The matches were perfectly dry, for
he carried them in a small, closely corked bottle. He could not
understand it in the least. He struck another. It flashed, but like the
others went out.
Then he suddenly remembered that Skipper Ed had once said fire would not
burn in air from which the oxygen had been taken, for then the air would
be "dead," and that a person would exhaust all the air in a close room
in a short time, and therefore rooms should be well ventilated. And with
this he realized what had happened. His air had been cut off and all
that remained was dead.
The drift had covered his den to a great depth while he slept, and the
wind had packed the snow so hard that the air could no longer circulate
through it.
It was necessary that an opening be made quickly or he would smother,
and this he set about to do with all his might. He removed some of the
sticks with which he had closed the doorway, and using one of them as a
tool dug away the snow, until light at last began to filter through, and
he knew it was day, and presently he broke the outer crust of the drift.

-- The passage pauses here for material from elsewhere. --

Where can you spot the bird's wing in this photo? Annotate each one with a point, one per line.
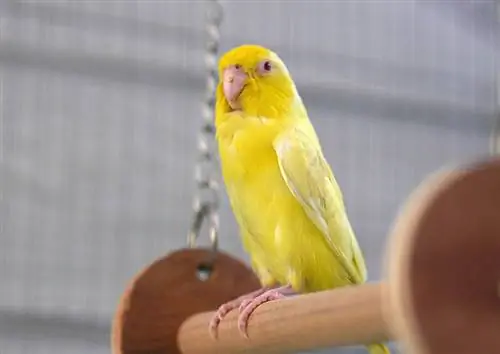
(311, 181)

A flood of pure but bitterly cold air poured in upon him, and he
breathed deeply and felt refreshed.
He had dug his opening straight out from the place which he had arranged
for a door, and he now made it large enough to permit the passage of his
body as he crawled upon hands and knees.
The storm had in no degree abated. The velocity of the wind was so
terrific that had Bobby not stood in the shelter of the drift-covered
bowlder he could not have kept upon his feet.